Comportamento de secretário de defesa do governo Trump revela tensões na alta cúpula militar americana Internacional, Casa Branca, Donald Trump, Pentágono, Pete Hegseth CNN Brasil
O secretário do Exército, Dan Driscoll, estava no cargo há apenas alguns dias antes de irritar seu novo chefe, o secretário de Defesa Pete Hegseth.
Driscoll, veterano do Exército e amigo pessoal de longa data do vice-presidente americano JD Vance, vinha apresentando ideias para levar Vance e o presidente dos Estados Unidos Donald Trump ao Pentágono — um evento que ele acreditava que elevaria o moral, dada a pompa e a circunstância que acompanham qualquer visita presidencial.
Trump demonstrou interesse na ideia, disseram duas pessoas familiarizadas com o assunto à CNN.

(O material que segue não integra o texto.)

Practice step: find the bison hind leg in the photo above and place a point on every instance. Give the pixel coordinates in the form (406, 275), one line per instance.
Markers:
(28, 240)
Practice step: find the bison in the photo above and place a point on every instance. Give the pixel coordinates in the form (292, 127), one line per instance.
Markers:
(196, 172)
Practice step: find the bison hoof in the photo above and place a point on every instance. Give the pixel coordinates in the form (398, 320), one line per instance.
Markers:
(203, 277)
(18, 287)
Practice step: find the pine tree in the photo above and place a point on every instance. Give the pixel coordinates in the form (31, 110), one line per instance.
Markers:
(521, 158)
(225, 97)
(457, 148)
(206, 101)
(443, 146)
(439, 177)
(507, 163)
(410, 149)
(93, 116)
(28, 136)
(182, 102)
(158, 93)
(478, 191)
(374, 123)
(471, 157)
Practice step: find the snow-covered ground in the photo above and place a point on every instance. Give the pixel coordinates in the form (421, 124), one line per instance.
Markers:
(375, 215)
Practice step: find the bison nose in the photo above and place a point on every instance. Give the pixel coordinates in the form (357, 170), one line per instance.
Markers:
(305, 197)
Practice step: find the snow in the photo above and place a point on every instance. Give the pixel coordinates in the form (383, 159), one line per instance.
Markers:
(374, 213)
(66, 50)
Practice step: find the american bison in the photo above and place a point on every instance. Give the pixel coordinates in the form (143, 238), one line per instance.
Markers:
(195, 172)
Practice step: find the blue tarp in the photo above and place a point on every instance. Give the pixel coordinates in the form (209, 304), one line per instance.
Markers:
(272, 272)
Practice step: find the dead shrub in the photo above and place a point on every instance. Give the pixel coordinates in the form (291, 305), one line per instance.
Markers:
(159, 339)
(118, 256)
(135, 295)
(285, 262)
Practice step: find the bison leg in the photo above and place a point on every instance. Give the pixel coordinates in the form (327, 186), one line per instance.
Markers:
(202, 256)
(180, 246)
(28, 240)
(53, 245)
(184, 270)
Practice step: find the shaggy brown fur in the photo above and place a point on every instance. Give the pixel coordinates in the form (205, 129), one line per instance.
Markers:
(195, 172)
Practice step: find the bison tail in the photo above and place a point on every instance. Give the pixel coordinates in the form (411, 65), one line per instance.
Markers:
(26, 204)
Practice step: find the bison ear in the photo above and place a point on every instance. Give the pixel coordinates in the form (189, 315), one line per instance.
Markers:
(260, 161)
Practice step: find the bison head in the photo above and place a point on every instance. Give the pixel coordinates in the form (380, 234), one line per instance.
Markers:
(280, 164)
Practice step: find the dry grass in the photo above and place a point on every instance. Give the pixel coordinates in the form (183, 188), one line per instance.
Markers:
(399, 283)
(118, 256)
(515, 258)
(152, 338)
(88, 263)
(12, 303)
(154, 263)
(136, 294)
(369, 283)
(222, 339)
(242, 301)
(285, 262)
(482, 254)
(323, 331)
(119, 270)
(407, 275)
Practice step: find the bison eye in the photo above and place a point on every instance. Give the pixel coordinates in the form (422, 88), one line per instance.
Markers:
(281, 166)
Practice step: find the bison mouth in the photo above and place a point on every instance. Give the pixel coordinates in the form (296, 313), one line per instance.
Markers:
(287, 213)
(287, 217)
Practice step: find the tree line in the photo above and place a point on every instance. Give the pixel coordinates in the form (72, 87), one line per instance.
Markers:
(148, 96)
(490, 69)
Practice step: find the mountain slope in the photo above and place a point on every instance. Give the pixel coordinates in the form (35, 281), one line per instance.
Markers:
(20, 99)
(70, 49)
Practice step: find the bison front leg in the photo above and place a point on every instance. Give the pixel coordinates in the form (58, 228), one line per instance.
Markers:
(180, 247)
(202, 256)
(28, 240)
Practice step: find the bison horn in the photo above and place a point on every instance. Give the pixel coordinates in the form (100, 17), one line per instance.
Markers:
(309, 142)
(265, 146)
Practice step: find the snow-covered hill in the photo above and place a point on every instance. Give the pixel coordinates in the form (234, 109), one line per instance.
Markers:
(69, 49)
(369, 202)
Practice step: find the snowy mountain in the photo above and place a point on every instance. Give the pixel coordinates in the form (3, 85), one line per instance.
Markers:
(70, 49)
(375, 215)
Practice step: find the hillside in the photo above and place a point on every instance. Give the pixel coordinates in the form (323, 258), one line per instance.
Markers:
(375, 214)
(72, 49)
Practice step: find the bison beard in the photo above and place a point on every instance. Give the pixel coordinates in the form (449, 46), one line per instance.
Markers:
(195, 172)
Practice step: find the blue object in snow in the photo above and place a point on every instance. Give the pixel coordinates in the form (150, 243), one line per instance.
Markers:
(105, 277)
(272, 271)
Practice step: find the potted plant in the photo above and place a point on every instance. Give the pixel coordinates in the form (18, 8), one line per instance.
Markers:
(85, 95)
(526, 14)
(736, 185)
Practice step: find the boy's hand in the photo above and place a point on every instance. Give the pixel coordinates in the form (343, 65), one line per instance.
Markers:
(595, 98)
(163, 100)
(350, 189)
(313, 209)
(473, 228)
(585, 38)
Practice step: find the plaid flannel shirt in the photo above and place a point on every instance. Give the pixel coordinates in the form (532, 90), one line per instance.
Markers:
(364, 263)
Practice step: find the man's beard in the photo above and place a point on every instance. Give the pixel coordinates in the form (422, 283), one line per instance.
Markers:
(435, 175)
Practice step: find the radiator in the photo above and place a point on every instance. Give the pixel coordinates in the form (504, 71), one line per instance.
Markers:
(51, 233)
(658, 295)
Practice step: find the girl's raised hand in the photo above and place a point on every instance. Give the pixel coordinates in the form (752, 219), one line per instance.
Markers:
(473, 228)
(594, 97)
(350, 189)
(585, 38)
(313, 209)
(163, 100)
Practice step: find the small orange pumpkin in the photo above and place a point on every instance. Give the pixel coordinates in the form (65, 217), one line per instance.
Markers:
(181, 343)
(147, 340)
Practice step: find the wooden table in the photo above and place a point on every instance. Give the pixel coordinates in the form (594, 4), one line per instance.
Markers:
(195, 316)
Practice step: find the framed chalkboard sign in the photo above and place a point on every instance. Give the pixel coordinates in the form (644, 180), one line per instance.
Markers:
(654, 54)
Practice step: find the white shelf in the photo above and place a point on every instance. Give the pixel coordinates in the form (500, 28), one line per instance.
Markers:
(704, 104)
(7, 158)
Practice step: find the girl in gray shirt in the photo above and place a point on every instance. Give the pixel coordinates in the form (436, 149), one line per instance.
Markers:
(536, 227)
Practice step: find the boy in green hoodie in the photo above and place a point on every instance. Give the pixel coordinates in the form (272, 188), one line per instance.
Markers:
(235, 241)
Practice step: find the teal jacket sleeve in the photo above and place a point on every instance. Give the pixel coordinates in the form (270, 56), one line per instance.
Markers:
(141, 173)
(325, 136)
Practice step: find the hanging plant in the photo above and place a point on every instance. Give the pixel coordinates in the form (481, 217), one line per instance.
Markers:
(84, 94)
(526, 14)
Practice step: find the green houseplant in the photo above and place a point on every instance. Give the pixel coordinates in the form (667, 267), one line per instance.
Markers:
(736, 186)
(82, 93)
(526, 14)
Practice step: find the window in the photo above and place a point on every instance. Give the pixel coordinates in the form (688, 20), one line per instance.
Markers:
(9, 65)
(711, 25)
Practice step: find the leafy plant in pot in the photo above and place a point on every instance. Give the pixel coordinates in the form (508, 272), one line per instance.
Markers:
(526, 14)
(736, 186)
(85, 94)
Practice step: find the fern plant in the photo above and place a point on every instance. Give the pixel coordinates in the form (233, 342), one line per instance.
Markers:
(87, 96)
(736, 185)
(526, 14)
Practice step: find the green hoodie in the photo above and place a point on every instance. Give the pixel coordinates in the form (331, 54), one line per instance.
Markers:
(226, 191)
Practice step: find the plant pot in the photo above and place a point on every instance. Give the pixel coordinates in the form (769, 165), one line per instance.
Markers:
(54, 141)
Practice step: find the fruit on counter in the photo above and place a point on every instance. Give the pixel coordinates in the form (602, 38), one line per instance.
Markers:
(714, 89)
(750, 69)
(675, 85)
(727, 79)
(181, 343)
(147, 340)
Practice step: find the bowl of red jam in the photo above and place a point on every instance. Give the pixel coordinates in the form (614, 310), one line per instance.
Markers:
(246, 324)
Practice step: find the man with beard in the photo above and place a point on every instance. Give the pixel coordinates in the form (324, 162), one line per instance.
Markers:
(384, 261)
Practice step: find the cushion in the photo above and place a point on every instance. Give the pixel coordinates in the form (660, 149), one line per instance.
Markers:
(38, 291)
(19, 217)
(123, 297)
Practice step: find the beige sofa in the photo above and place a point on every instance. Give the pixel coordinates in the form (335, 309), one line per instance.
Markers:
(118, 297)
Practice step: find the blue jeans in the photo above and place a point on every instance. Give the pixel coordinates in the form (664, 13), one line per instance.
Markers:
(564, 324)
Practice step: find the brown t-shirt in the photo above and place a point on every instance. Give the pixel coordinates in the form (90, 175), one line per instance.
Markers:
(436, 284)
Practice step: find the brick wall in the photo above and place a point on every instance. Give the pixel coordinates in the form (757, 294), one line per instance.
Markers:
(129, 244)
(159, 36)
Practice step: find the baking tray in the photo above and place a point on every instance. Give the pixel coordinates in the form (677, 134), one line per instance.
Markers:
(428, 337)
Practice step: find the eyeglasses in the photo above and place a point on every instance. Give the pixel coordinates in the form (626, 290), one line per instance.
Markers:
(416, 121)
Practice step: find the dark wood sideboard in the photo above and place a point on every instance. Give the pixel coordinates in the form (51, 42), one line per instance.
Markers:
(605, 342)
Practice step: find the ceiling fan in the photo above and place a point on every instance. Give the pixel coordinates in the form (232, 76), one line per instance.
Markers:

Hegseth, no entanto, considerou as propostas de Driscoll à Casa Branca como insubordinação, disseram as fontes. Trump era seu chefe, e Driscoll não deveria tê-lo ignorado e o prejudicado, disse Hegseth ao secretário do Exército ao saber dos planos.
Driscoll respondeu que essa não era sua intenção, e os dois — pelo menos externamente — seguiram em frente.
A desconfiança de Hegseth em relação a Driscoll é emblemática de sua fixação mais ampla em minar ou remover qualquer pessoa que ele perceba como uma ameaça a sua imagem pública e a sua relação com Trump, independentemente de sua experiência ou qualificação, disseram à CNN uma dúzia de autoridades atuais e ex-funcionários.
“Se Driscoll começar a ganhar destaque demais ou a ser muito favorecido, fica muito mais fácil, politicamente, simplesmente se livrar de Hegseth de alguma forma ou encontrar uma saída para ele”, disse uma das fontes.
Ameaças em potencial ao redor de Hegseth
Questionamentos sobre a longevidade de Hegseth no cargo surgiram praticamente desde o início de sua gestão.
E o nome de Dan Driscoll foi cada vez mais mencionado, inclusive dentro da Casa Branca, como um possível substituto para o cargo de secretário de Defesa após uma série de erros de alto nível cometidos por Hegseth — para grande irritação dele, segundo fontes.
As táticas de Hegseth podem ser implacáveis. Em abril, após uma série de vazamentos que, segundo ele, o prejudicaram, Hegseth demitiu três altos funcionários do Pentágono.
Dois deles eram amigos próximos que trabalharam com Hegseth por anos e os quais foram acusados publicamente de serem os responsáveis. Porém, essas acusações nunca foram comprovadas.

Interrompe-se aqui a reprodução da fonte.